Comment by derriz

16 hours ago

C++ is the last language I'd add to any list of languages used for correct-by-design - it's underspecified in terms of semantics with huge areas of UB and IB. Given its vast complexity - at every level from the pre-processor to template meta-programming and concepts, I simply can't imagine any formal denotational definition of the language ever being developed. And without a formal semantics for the language, you cannot even start to think about proof of correctness.

5 comments

derriz

addaon 14 hours ago

As with Spark, proving properties over a subset of the language is sufficient. Code is written to be verified; we won’t be verifying interesting properties of large chunks of legacy code in my career span.
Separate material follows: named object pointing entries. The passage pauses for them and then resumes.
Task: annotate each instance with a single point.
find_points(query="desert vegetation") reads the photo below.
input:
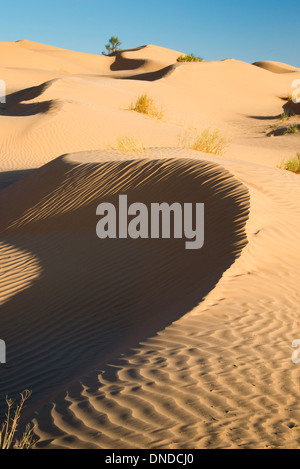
(144, 104)
(113, 45)
(291, 164)
(189, 58)
(9, 427)
(130, 144)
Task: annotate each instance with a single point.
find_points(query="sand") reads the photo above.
(141, 343)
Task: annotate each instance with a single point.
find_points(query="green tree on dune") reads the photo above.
(112, 46)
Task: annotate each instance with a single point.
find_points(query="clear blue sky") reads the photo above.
(213, 29)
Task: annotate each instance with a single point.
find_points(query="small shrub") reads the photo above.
(288, 97)
(129, 144)
(145, 105)
(293, 129)
(291, 164)
(112, 46)
(284, 116)
(189, 58)
(10, 425)
(209, 141)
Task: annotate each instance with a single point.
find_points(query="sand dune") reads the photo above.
(276, 67)
(142, 343)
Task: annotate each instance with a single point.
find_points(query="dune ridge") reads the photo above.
(218, 377)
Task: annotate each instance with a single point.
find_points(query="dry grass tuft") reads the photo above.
(10, 426)
(129, 144)
(291, 164)
(208, 141)
(145, 105)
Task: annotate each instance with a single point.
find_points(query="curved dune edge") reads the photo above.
(276, 67)
(219, 377)
(87, 300)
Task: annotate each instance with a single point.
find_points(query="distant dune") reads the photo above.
(140, 343)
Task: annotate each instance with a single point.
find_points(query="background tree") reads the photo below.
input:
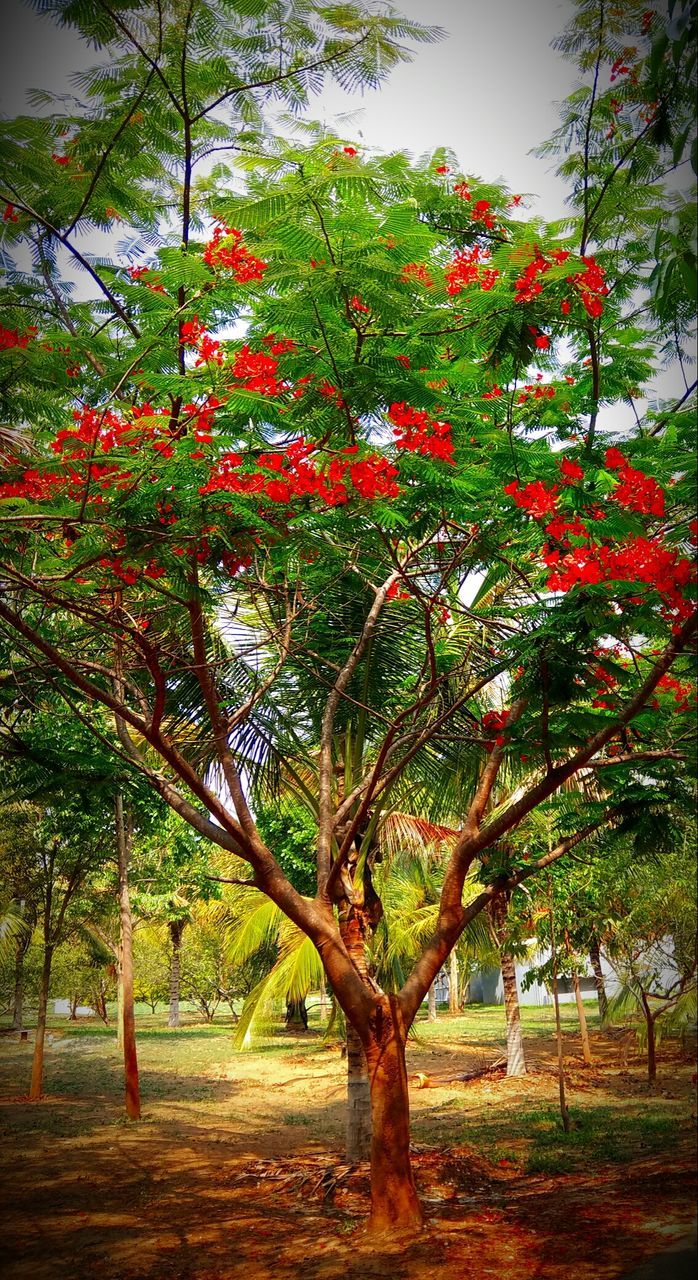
(393, 522)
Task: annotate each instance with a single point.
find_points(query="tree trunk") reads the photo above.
(516, 1060)
(454, 983)
(119, 997)
(126, 945)
(583, 1028)
(359, 1100)
(564, 1112)
(176, 931)
(37, 1064)
(651, 1041)
(18, 1000)
(395, 1203)
(594, 956)
(296, 1015)
(324, 1002)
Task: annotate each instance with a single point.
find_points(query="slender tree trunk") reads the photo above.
(359, 1100)
(583, 1028)
(564, 1111)
(37, 1064)
(176, 931)
(594, 956)
(324, 1002)
(395, 1203)
(454, 983)
(126, 944)
(651, 1041)
(18, 999)
(516, 1060)
(296, 1015)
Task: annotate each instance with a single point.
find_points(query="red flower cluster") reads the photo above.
(528, 284)
(635, 490)
(10, 338)
(592, 287)
(194, 334)
(418, 273)
(295, 476)
(570, 471)
(495, 722)
(256, 371)
(539, 338)
(468, 269)
(226, 252)
(534, 498)
(639, 560)
(681, 693)
(419, 433)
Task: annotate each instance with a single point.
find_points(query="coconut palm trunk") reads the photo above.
(176, 931)
(594, 958)
(126, 947)
(516, 1059)
(454, 983)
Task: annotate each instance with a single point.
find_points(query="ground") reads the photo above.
(237, 1168)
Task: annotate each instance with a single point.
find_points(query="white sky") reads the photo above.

The C (near-) subset of C++ is (modulo standard libraries) a starting point for this; just adding on templates for type system power (and not for other exotic uses) goes a long way.

jesse__ 4 hours ago
> The C (near-) subset of C++ is (modulo standard libraries) a starting point for this; just adding on templates for type system power (and not for other exotic uses) goes a long way.
In my experience, this is absolutely true. I wrote my own metaprogramming frontend for C and that's basically all you need. At this point, I consider the metaprogramming facilities of a language it's most important feature, by far. Everything else is pretty much superfluous by comparison
extrabajs 6 hours ago
I don’t think this is a good comparison. Ada (on which Spark is based) has every safety feature and guardrail under the sun, while C++ (or C) has nothing.
- uecker 3 hours ago
  
  There is a lot of tooling for C though, just not in mainstream compilers.